Una libertad obstaculizada
Esa visión de la orfandad, inaudita en su fundamentación más abstracta y severa para un mortal promedio, cruza, asimismo, la dramaturgia del montaje El mar en la muralla, que se presenta hasta el próximo sábado 27 de agosto en la sala Eugenio Dittborn del Teatro UC, a un costado de la Plaza Ñuñoa.
Su comienzo un tanto somnífero quizás claudica las opciones dramáticas de la ambiciosa dirección concebida por el realizador nacional Jesús Urqueta Cazaudehore. En efecto, una situación es retratar a dos personajes golpeados por la dureza de la existencia como pueden serlo los personajes de Claudia Cabezas y de Nicolás Zárate, pero otra muy distinta es que no pase nada por largos minutos del relato escénico.
El primer acto de El mar en la muralla recuerda en su atmósfera estética al cine de Michelangelo Antonioni (contemporáneo a la producción teatral de Heiremans), y citándolo como punto de comparación, en el filme La noche del director italiano una pareja abatida por su día a día, huye, se traslada, busca nuevas experiencias, y se zambulle en el bullicio y en las ofertas sociales y hasta eróticas de una ciudad moderna.

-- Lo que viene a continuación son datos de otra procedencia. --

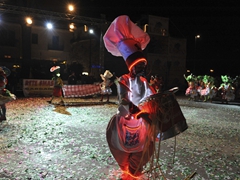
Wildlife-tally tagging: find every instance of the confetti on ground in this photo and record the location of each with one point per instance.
(51, 141)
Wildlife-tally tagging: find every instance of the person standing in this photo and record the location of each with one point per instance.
(58, 83)
(72, 79)
(106, 85)
(5, 95)
(127, 132)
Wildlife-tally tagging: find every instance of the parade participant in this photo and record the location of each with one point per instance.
(5, 95)
(105, 85)
(191, 91)
(157, 83)
(72, 79)
(126, 134)
(226, 89)
(58, 83)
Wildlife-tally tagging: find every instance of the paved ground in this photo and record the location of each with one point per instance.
(45, 141)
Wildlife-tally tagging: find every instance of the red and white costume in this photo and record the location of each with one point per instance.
(126, 135)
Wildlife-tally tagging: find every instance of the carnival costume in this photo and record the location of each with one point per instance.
(105, 85)
(129, 133)
(58, 83)
(226, 89)
(5, 95)
(191, 91)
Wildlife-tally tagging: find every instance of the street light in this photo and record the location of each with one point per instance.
(90, 50)
(70, 7)
(194, 68)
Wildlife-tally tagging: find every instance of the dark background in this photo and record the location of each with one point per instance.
(217, 21)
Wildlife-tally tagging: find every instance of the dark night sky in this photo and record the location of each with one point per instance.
(217, 21)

Pero aquí el nudo del conflicto se sumerge en una apatía exagerada por lo circundante (la interpretación de Zárate se ajusta a esa concepción increíble y hasta absurda), en una postura anímica donde solo parece conmoverlo la visión ignota de un hecho trivial que se observa desde la ventana del triste hogar que comparte junto a su esposa, al modo de un mirador en el cual se aprecia a la vida, simplemente pasar y extinguirse.
Bajo esa idea, una visión del mar, tan cara en general a la obra de Luis Heiremans en sus diversos géneros (recordemos los motivos de su pieza teatral El tony chico, y de su novela póstuma Puerta de salida), como configuración y símbolo de la libertad espiritual y exterior, debió haber sido representado de una forma más compleja que las simples indicaciones al fuera de campo imaginativo interpelado por los intérpretes en sus diálogos.
La fuerza del mar y del agua son tan importantes para los símbolos artísticos del malogrado autor chileno, como lo fue para el François Truffaut de Los 400 golpes (de ese nivel es la importancia de la referencia y la fuerza artística de la comparación).
En ese sentido, el territorio escénico que ofrece la sala Eugenio Dittborn invitaba y posibilitaba un diseño integral y una puesta en escena que fuera generosa con su público y con el apego a las formas estéticas que la dramaturgia de Heiremans demanda en su instalación.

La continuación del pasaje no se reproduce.